Among software developers, and perhaps all creative engineers, hard problems are festishized.
It’s a combination of the personality type that hungers for intellectual fulfilment, and the boredom that comes with the reality that most software development work is trivial and repetitive. Most projects are some kind of mutable list with some analysis on top.
Give the Boring Problems to the Boring Computers
For this reason I have long been an advocate of the idea of higher-level programming via 4GLs or “low-code” tools. Why waste money on smart people implementing trivial solutions? It is a waste, good developers resent working below their capability, and they inevitably make the problem interesting for themselves by introducing complexity that is not necessary but feeds their intellectual curiosity.
Photo by Glitch Lab App
I like the idea of these tools, although I’m not sure how pragmatic the available solutions are. They suffer from two clear failure modes. Firstly, by conflating programming with code they replace well-known, reusable coding skills with an equally complicated, non-transferable, bespoke graphical user interface based programming. It may be “low code” but it is just an inferior interface to creating abstract syntax trees. Secondly, such tools excel for certain low-complexity spaces, but fail spectacularly at higher complexity. Given that systems that survive tend to increase in complexity this creates a phenomenon where systems outgrow their low-code tool and have to be replaced. I’ll finish this tangent with an illustrative claim:
If your application is a set of lists with some reports on top then you are far better off with Foxpro or Access than with Angular and microservices
If we leave the easy stuff to the machines we can clarify the software developer’s role as being one of applying deep intellectual effort to genuinely hard problems.
The Dark Side of Hard Problems
Hard problems are hard.
They create fear and anxiety. They carry a genuine risk of failure and real consequences.
It is easy to crave an opportunity to work on something difficult, jump in full of ego, fail spectacularly, then quietly explain why it wasn’t our fault and can we please have another interesting challenge?
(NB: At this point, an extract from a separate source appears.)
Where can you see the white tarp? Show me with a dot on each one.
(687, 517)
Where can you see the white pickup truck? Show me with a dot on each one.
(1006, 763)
Just because an organisation is prepared to explore the boundaries of what is known and undertake speculative research projects that carry a risk of failure, doesn’t mean that failure is a good outcome, or one that will be rewarded.
Be scared of hard problems. Respect hard problems. Use that fear and respect to motivate extensive research, analytical decomposition of the problem, standing on the shoulders of giants, and doing absolutely everything you can to give yourself the best chance of success.
The Joy of Hard Problems
Hard problems offer the possibility of deep engagement and immersion. The work is deeply satisfying and presents the possibility of ecstatic success. To succeed at something difficult is to place a milestone in your career that once accomplished can never be taken away. To leave a trail of such achievements, perhaps interspersed with the odd forgotten failure, seems to me the most fulfilling career imaginable.